American video game journalism website

Can I Play That? is an American video game journalism website founded in 2018. A self-billed ‘game accessibility resource for both players and developers’, Can I Play That? specializes in providing accessibility reviews, features and news coverage on accessibility in games and the wider games industry. Can I Play That? also advocates for diversity and inclusion in games, and educates developers and studios about accessibility.

In addition to editorial pieces, Can I Play That? provides accessibility guidelines, and runs workshops on Diversity, Equity and Inclusion in Games and Accessible Community Management.

== History ==
Can I Play That? was founded in November 2018 by Coty Craven. The website was created to cater to the wider spectrum of gamers’ experiences and tackle inaccessibility in video games.
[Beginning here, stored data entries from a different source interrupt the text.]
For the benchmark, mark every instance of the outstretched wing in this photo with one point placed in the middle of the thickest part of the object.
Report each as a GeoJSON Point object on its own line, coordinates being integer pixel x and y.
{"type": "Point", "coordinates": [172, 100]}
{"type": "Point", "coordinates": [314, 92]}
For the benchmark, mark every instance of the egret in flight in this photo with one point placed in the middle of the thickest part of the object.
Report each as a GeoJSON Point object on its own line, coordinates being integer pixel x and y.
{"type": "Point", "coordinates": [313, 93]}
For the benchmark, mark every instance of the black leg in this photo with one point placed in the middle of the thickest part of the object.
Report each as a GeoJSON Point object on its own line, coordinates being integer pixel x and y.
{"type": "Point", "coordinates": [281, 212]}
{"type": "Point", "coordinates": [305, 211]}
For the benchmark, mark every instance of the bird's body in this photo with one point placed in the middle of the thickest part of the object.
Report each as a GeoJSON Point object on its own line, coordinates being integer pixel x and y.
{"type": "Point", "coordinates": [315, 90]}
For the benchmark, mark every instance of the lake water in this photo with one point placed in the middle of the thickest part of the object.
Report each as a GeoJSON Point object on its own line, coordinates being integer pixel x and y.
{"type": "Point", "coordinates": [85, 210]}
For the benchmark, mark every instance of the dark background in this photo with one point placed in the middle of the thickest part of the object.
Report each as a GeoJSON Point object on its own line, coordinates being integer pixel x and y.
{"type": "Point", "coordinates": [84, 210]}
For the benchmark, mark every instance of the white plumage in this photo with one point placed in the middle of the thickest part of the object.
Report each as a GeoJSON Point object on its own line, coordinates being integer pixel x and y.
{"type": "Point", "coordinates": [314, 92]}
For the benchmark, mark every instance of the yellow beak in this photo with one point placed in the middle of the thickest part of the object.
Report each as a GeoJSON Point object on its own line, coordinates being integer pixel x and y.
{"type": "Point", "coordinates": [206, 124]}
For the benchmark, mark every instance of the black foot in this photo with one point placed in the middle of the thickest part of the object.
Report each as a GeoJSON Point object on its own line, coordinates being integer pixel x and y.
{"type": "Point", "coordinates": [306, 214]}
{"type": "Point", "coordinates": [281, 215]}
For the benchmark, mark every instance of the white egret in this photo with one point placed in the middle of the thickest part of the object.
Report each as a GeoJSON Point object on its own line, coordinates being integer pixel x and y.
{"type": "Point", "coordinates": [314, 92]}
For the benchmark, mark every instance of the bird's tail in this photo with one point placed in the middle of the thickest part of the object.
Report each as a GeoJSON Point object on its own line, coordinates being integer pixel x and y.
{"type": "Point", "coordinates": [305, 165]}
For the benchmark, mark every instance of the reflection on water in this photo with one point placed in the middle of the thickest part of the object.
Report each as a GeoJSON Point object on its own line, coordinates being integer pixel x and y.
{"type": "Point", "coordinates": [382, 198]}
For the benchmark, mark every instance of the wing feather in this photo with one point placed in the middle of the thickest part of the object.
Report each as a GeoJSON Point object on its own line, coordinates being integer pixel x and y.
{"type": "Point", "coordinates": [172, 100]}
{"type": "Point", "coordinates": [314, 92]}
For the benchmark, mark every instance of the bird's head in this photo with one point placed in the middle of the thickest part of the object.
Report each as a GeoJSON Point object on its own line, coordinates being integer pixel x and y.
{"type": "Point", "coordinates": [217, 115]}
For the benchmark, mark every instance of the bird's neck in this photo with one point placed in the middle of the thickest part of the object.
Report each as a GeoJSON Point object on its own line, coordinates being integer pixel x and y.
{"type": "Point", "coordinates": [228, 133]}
The first game to receive a perfect score for accessibility from Can I Play That? was Gears 5, by The Coalition.

In January 2021, Can I Play That? announced two new collaborations as part of an initiative called Learn with CIPT: an Accessible Community Management workshop co-hosted by Coty Craven and Stacey Jenkins, and a Diversity, Equity and Inclusion in Games workshop, co-hosted by Coty Craven and Yi Shun Lai. Workshops have been delivered at studios such as Ubisoft and Splash Damage, and on July 19, 2021, Craven co-hosted an Accessible Community Management summit with Stacey Jenkins at the Game Developers Conference 2021.

In August 2024, former editor Grant Stoner published an exposé on gaming website IGN, concluding that one of the site's credited founders, Susan Banks, was a false persona used by the site's other founder, Coty Craven. In the time since Banks's supposed death, Craven used two additional fake identities to pose as disability advocates of color. Craven deleted their entire social media presence just before the article was released. Shortly thereafter, the Can I Play That? website completely removed mention of both Craven and Banks as the site's founders from its "About" page.

== Staff ==

- Coty Craven – Founder and Director of Operations and Business Development (formerly Editor-in-Chief)
- Ben Bayliss – Editor-in-Chief
- Marijn (ActiveB1t) – Site Operations Manager
- Steve Saylor – Media Editor
- Grant Stoner – Editor (September 2019 – January 2021)

== Contributors ==
Can I Play That? accepts submissions from disabled gamers such as personal essays, commentary and features. In addition to the core staff members, regular contributors have included Stacey Jenkins, Antonio Martinez, Christy Smith Berman and Grant Stoner. Unlike other games journalism websites, Can I Play That? focuses specifically on accessibility in games, rather than content reviews. The site is run by and contributed to by disabled gamers, with contributors only reviewing the features they use themselves rather than speaking for other disabled gamers.

== Recognition ==

- Can I Play That? was awarded the 2020 Global Games Advocacy Award at the Women In Games Global Games Awards.
- In September 2019, Coty Craven appeared on NPR's 1A podcast, together with Games Accessibility Specialist / Developer, Cherry Thompson.
- USA Today referenced the work of Grant Stoner, a mobility writer for Can I Play That?, in an article about accessibility in The Last of Us: Part II. The BBC and CNN interviewed Coty Craven and Steve Saylor about accessibility options in the game.
- Resources by Can I Play That? have been highlighted by prominent game companies such as Microsoft.
- Can I Play That? contributor Grant Stoner was a member of the voting jury for the Game Awards 2020.